Argentina Blocks Prosecutor from Telling Congress About Iran's Troubling Terror Network
Rezai and Velayati were among President-elect Hassan Rouhani's challengers in this year's presidential election. “In any part of the world, they would be in prison; in Iran, they run for president,” Nisman said.
Nisman said last week that Rouhani, then secretary of the National Security Council, was not at the meeting that green-lighted the 1994 bombing -- but has "irrefutable proof" that Iranian leaders coordinated the attack.
Incredibly, Argentina agreed with Tehran this January to put the case to rest not by necessarily bringing any of the suspects to justice, but by establishing a joint "truth commission" whereby Iran would investigate its own involvement in the terror attack. The memorandum of understanding was given Tehran's final stamp of approval in May, just before Nisman released his damning report.
"To not allow him to travel to the U.S. is a misguided act and it reaffirms the truth commission is a farce," Ros-Lehtinen told PJM, adding the restriction on Nisman coming before Congress is a "deplorable situation" that "goes against his right to freedom of expression and freedom of travel."
"Iran continues to harbor and support extremist elements," she said. "…Shame on President Kirchner and anyone who's had any say about not allowing him to come."
Ros-Lehtinen said she believes Kirchner is "betting on Iran being the winner in all of this power play" -- and assuming that Iran will have more sway over the continent in the long run than the United States.
The Islamic Republic's expanded influence in the Western Hemisphere was even confirmed in the State Department's annual international terrorism assessment, which was sent to Congress a day after Nisman issued his report and warned that sponsorship of terror by Iran and Hezbollah has surged to “a tempo unseen since the 1990s” with attacks spanning three continents.
The report implicated Iran in attacks in India, Thailand, Georgia and Kenya, as well as the plot to murder the Saudi ambassador in Washington. “The thwarted plot demonstrated Iran’s interest in using international terrorism – including in the United States – to further its foreign policy goals,” the State Department said.
Ros-Lehtinen noted the wave of Iran's diplomatic and cultural missions popping up across Latin America. "No one in Latin America is trying to get to Iran," she said. "These are being used as fronts to deepen their influence in the Western Hemisphere."
Nisman said Iran's terror network in Guyana was behind the 2007 plot to blow up the jet-fuel supplies at JFK International Airport. Two men, a U.S. citizen and a Guyanese citizen, were convicted in the conspiracy in 2010.

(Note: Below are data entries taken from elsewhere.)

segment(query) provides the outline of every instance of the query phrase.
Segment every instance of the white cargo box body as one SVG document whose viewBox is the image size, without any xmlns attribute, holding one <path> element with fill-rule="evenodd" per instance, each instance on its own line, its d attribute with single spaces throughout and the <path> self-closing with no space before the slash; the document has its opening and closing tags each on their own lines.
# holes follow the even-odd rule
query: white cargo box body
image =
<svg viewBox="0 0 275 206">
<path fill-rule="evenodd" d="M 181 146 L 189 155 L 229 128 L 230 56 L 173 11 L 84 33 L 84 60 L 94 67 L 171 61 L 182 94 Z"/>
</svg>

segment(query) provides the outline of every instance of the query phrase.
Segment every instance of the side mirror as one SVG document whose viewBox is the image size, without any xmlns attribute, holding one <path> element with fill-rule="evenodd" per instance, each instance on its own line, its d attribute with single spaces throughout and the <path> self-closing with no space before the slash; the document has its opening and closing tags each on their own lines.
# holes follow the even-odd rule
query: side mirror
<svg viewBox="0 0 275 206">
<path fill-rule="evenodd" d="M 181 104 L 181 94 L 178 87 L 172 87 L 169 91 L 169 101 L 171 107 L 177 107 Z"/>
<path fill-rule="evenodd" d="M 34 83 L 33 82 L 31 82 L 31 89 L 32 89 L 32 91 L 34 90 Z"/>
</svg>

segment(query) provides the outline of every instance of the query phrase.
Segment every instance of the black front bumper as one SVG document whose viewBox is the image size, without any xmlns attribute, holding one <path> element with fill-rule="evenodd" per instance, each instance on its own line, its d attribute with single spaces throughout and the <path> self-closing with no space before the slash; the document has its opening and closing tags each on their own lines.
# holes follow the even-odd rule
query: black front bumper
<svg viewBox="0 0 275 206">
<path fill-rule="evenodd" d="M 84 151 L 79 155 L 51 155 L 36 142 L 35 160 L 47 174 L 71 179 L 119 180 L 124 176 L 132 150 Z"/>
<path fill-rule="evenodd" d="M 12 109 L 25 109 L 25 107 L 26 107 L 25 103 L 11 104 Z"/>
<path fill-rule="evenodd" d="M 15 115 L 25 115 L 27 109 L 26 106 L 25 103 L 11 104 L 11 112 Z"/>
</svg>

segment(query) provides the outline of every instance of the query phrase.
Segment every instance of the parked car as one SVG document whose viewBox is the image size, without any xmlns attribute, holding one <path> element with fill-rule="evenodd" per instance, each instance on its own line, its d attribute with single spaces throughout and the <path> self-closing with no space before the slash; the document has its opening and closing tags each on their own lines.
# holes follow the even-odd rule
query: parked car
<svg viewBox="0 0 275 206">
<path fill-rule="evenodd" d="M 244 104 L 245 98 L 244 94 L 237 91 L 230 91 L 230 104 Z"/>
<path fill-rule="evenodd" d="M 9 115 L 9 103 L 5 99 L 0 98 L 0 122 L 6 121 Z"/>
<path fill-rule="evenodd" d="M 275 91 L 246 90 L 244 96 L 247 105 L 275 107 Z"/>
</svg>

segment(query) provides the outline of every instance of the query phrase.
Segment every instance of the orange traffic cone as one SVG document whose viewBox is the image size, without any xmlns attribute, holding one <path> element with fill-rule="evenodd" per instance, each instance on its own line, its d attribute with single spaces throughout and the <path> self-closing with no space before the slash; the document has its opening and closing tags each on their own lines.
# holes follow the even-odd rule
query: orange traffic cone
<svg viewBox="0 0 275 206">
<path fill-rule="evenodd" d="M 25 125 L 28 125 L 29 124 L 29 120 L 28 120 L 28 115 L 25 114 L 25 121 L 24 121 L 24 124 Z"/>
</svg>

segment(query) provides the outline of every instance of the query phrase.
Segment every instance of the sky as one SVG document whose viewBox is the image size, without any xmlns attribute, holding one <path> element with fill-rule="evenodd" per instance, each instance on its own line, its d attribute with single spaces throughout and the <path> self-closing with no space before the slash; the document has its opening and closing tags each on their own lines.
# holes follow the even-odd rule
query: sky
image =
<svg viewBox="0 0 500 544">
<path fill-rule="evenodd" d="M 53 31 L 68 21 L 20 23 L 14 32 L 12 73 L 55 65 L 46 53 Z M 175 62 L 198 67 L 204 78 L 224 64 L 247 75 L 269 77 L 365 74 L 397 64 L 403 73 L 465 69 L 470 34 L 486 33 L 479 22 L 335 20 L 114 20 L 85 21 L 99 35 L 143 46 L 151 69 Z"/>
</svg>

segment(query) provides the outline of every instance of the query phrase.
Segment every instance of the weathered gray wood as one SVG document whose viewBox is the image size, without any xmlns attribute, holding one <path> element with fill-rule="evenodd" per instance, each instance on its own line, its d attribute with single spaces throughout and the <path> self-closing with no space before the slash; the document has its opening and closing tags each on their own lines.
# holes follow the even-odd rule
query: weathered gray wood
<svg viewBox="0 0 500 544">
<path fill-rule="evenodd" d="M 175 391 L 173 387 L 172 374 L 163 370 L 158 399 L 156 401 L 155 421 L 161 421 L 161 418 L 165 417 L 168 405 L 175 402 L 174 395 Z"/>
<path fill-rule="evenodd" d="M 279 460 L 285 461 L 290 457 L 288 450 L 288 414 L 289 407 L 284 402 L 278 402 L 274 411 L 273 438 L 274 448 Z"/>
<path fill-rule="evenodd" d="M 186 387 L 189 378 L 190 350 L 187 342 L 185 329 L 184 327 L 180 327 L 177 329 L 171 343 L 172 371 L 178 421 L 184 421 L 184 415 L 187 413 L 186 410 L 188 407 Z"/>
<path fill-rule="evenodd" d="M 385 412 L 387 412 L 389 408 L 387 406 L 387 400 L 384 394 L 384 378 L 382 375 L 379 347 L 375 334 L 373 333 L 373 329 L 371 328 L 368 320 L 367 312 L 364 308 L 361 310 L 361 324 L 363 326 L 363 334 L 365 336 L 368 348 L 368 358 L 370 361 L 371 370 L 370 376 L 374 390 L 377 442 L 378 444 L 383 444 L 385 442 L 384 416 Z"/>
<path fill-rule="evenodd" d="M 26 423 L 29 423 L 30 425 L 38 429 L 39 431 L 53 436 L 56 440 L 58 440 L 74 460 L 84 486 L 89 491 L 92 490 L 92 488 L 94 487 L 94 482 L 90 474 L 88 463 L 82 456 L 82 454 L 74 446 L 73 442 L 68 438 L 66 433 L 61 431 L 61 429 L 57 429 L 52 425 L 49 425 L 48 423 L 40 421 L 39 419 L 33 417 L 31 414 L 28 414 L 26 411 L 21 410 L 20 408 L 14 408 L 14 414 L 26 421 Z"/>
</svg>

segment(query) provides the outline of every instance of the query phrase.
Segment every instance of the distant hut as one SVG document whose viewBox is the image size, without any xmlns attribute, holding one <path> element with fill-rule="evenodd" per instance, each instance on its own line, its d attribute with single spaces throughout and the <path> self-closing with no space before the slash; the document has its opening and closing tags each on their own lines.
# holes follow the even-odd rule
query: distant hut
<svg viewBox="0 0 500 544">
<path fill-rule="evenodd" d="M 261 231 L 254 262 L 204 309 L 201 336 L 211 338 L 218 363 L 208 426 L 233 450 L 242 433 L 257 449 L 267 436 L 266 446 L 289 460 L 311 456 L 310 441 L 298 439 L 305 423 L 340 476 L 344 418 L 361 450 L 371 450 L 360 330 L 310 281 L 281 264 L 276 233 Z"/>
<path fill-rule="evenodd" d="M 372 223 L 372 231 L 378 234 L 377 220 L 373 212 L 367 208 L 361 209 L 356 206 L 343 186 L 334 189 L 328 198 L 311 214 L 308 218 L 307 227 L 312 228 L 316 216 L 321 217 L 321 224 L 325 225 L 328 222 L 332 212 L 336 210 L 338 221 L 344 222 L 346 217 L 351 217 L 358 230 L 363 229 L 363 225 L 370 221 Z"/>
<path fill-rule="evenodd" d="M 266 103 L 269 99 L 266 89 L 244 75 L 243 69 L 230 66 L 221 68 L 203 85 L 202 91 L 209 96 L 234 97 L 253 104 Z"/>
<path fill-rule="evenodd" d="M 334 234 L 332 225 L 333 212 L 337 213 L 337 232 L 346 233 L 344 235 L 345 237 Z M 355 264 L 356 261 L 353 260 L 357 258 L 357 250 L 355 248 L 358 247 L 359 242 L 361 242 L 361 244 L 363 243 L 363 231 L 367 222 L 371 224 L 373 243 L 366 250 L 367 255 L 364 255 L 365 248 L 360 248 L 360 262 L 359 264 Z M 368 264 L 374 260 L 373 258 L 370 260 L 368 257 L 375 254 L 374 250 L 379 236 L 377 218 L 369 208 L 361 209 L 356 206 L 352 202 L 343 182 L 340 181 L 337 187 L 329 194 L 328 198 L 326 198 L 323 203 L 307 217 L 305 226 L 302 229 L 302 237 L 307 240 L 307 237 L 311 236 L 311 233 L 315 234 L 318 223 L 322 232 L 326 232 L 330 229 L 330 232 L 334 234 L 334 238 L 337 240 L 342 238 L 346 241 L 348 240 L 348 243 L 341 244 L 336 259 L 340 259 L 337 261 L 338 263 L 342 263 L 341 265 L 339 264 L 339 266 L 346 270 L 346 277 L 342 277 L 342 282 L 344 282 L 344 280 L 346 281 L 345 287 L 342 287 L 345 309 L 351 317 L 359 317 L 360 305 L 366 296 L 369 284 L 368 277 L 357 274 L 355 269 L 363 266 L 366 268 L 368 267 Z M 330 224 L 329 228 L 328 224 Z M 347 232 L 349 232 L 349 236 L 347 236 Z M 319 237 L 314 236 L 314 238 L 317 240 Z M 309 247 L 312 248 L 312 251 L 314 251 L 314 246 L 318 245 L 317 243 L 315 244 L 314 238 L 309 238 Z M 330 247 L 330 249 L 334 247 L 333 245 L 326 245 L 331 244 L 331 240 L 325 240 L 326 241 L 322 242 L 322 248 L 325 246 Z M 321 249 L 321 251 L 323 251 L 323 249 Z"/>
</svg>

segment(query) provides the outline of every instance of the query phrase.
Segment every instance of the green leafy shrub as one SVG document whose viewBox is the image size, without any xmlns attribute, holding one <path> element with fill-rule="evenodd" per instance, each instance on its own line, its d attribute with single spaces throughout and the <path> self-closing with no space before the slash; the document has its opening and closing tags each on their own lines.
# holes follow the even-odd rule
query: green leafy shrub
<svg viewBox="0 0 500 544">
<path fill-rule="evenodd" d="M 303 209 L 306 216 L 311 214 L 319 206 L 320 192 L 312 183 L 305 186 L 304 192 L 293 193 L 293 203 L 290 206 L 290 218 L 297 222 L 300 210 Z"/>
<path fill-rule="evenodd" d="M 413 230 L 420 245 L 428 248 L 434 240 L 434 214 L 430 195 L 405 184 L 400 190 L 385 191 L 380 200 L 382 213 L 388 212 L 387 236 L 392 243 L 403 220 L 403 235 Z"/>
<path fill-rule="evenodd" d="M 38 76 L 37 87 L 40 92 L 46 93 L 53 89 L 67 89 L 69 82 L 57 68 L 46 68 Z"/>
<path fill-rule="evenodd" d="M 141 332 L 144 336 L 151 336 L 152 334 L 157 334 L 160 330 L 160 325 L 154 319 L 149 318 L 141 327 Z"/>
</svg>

Ros-Lehtinen said she expected Nisman, who has been brushed off as a "Zionist" by Iran, to travel beyond Washington during his time in the U.S. and meet with some Jewish groups.
She said the Foreign Affairs Committee was waiting until Nisman had secured his visa to schedule a hearing, but now, in an effort to get around Argentina's ridiculous block on his visit, they may have to ask the prosecutor to brief lawmakers via videoconference.
Ros-Lehtinen is still hoping Nisman will be able to air his warning of the broad terror threat in person, in public before the committee. "We could schedule it in a New York minute," she said.